I was in Gettysburg to go to the Boyd’s Bears store before it completely closes. On the way back, we needed to stop for a bite to eat, so I drove through the town of Gettysburg rather than around it on the highway. As we were passing the old visitor center, I spotted a marker with a distinctive blue-gray dull finish.
“That’s a zinker!” We pulled into a parking lot to do another swing by the monument and confirm that it wasn’t a trick of the light.
I have lost count of the number of times I have gone to Gettysburg. I have driven in and out of the old visitor’s center parking lot dozens of times, and yet, right by the one entrance, I had never noticed a rather short little zinker, even after I started seriously reading about monuments. I pulled into the empty parking lot for General Pickett’s Buffet, which is the way I would recommend locating this marker if you want to – it is on the corner at the entrance to the old visitor’s center directly across from General Pickett’s Buffet on Steinwehr Avenue.

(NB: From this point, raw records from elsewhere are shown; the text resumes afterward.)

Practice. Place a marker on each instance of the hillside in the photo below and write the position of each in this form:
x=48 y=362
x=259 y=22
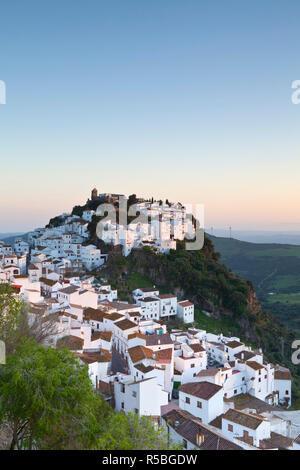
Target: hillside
x=274 y=270
x=229 y=300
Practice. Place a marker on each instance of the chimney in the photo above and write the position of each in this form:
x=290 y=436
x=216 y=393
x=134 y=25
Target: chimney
x=200 y=440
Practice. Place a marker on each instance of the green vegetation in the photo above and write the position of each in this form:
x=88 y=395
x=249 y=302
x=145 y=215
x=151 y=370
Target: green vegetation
x=46 y=397
x=199 y=276
x=273 y=268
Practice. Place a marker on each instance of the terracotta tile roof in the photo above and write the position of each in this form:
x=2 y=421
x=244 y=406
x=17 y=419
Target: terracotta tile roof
x=233 y=344
x=196 y=347
x=164 y=356
x=243 y=419
x=191 y=428
x=166 y=296
x=32 y=267
x=244 y=355
x=185 y=303
x=91 y=358
x=148 y=299
x=148 y=289
x=93 y=314
x=144 y=369
x=125 y=324
x=282 y=373
x=137 y=335
x=254 y=365
x=208 y=373
x=48 y=282
x=276 y=441
x=204 y=390
x=105 y=335
x=68 y=290
x=114 y=316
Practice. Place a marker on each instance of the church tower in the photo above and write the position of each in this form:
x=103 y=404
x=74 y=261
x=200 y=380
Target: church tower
x=94 y=194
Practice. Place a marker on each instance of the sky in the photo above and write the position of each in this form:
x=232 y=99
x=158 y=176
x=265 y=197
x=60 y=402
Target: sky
x=188 y=100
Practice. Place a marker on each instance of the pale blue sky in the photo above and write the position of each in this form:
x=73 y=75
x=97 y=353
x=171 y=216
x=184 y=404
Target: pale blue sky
x=185 y=99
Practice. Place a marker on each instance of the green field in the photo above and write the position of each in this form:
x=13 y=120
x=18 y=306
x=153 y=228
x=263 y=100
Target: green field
x=288 y=299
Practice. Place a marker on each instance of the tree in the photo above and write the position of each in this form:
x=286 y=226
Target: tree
x=132 y=199
x=47 y=400
x=10 y=315
x=14 y=321
x=131 y=432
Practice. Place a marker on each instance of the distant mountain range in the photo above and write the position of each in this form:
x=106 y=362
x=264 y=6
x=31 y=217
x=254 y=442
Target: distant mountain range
x=260 y=236
x=273 y=268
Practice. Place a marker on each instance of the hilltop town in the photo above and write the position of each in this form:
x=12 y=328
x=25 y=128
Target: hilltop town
x=208 y=390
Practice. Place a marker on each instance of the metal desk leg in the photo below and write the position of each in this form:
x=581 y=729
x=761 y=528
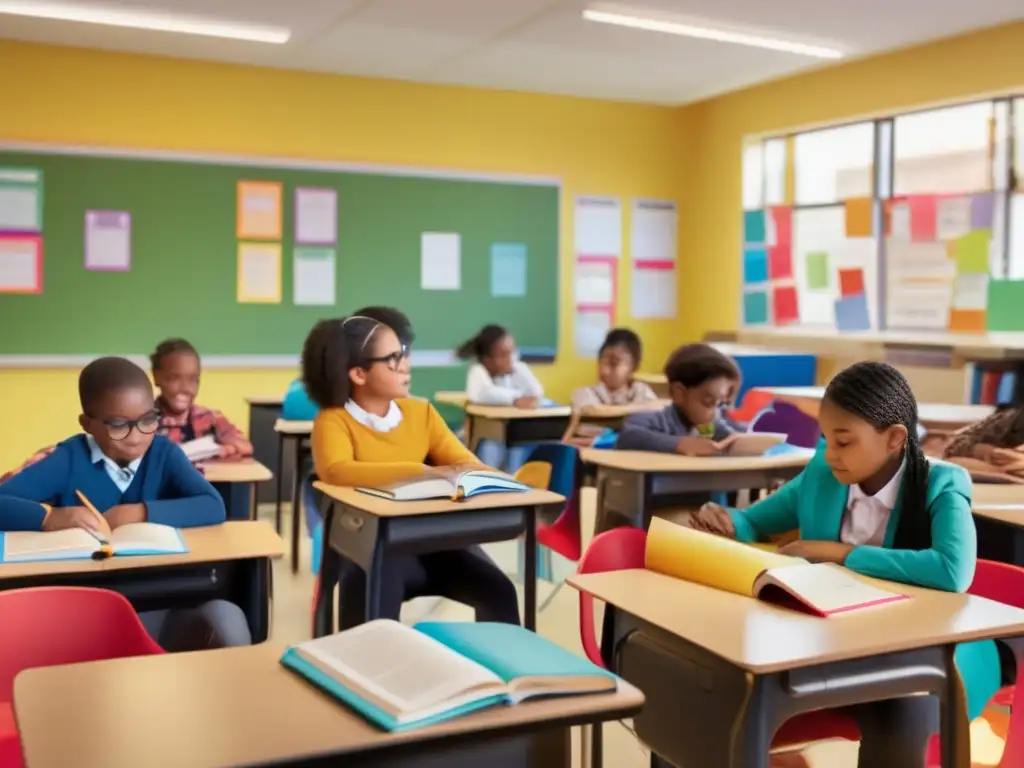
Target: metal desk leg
x=529 y=577
x=281 y=481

I had read on some of the websites about the Monumental Bronze Company that, in addition to grave markers, they also had created some cities’ Civil War monuments, but I had never seen one. And here in front of me was a zinker, about 8 feet high from my own current home state of Ohio. Instead of names and birth and death years for the deceased, the rectangular plaques at the base of the obelisk displayed details of the unit’s participation in the battle. War imagery like the symbol of the Second Corps and a cartridge box replaced funerary symbols. The flank markers, approximating the right and left terminals of the unit’s position, were also zinkers.